The second channel is dynamic: because barriers reduce the returns to becoming more productive, farmers invest less. The resulting shift in the farm productivity distribution – fewer highly productive farms – accounts for the remaining two-thirds of the loss. In other words, the dynamic effects of barriers more than double the static losses.
Robustness and extensions
We test these results in several ways. Could measurement error in our data be driving the results? We find relatively limited measurement error in the VARHS data compared to manufacturing surveys, and our focus on differences between regions rather than absolute levels mitigates this concern.
We also extend the model to incorporate crop choice, which is important in Vietnam. Farms in the south are much more likely to grow high-value perennial crops, and we find that barriers help explain these differences. Adding crop choice to the model accounts for about one-sixth of the productivity gap, with the split between static and dynamic channels remaining similar.
Other extensions – allowing for a hump-shaped productivity life-cycle pattern or intergenerational spillovers in farming ability – leave our main results largely unchanged.
Policy implications
Our findings have important implications for agricultural policy in developing countries. They suggest that reforms aimed at improving the allocation of resources – such as strengthening property rights, liberalising land markets, or removing size-dependent policies – have benefits that go beyond the immediate efficiency gains.
By raising the returns to becoming more productive, these reforms can also encourage farmers to invest, adopt new technologies, and improve their practices. These dynamic effects compound over time, meaning the full benefits of reform may be substantially larger than static estimates suggest.
The Vietnam context also highlights that institutional legacies matter. The historical differences between north and south continue to shape agricultural productivity decades later, not just through current misallocation but through their persistent effects on farm investment and dynamics.
Using detailed micro data from Vietnam and a model of farm dynamics with endogenous investment, we show that institutional barriers have both static and dynamic effects on productivity. The dynamic effects – operating through reduced investment by farmers – more than double the productivity losses from misallocation. Our findings underscore the importance of considering not just how resources are allocated today, but how barriers shape the incentives that determine tomorrow's productivity.
References
Adamopoulos, T, and D Restuccia (2014), “The size distribution of farms and international productivity differences,” American Economic Review, 104(6): 1667–1697.
Adamopoulos, T, L Brandt, J Leight, and D Restuccia (2022), “Misallocation, selection, and productivity: A quantitative analysis with panel data from China,” Econometrica, 90(3): 1261–1282.
Ayerst, S, L Brandt, and D Restuccia (forthcoming), “Distortions, producer dynamics, and aggregate productivity: A general equilibrium analysis,” American Economic Journal: Macroeconomics, forthcoming.

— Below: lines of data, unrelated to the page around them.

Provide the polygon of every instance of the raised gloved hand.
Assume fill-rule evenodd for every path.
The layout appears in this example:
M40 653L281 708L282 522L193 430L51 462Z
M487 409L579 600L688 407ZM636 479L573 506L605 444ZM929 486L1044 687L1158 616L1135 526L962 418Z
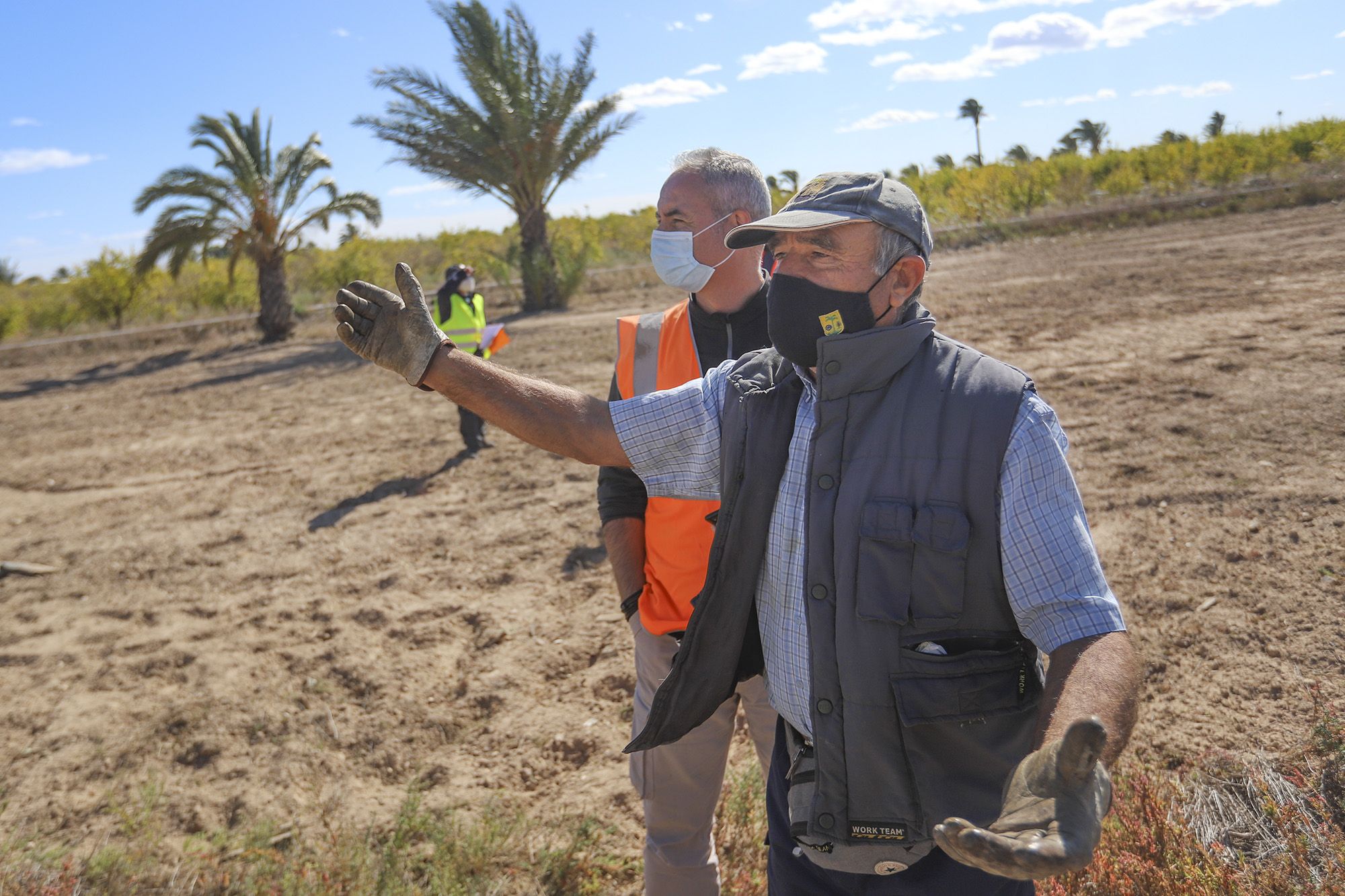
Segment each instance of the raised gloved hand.
M418 386L434 350L448 336L434 326L410 266L398 264L393 276L401 299L363 280L336 292L336 335L360 358Z
M950 818L933 829L939 848L963 865L1017 880L1079 870L1092 861L1111 809L1111 778L1098 761L1107 729L1083 718L1060 740L1029 753L1005 787L989 829Z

Benjamin, D, and L Brandt (2003), “Agriculture and income distribution in rural Vietnam during reform: A tale of two regions,” in D Dollar and P Glewwe (eds), Economic growth, poverty and household welfare: Policy lessons from Vietnam, World Bank.
Chen, C, D Restuccia, and R Santaeulàlia-Llopis (2023), “Land misallocation and productivity,” American Economic Journal: Macroeconomics, 15(2): 441–465.
Gollin, D, S Parente, and R Rogerson (2002), “The role of agriculture in development,” American Economic Review, 92(2): 160–164.
Ho, H A (2023), “Land rights in historical Vietnam: Theory and evidence,” Explorations in Economic History, 90: 1–16.
Restuccia, D, D T Yang, and X Zhu (2008), “Agriculture and aggregate productivity: A quantitative cross-country analysis,” Journal of Monetary Economics, 55(2): 234–250.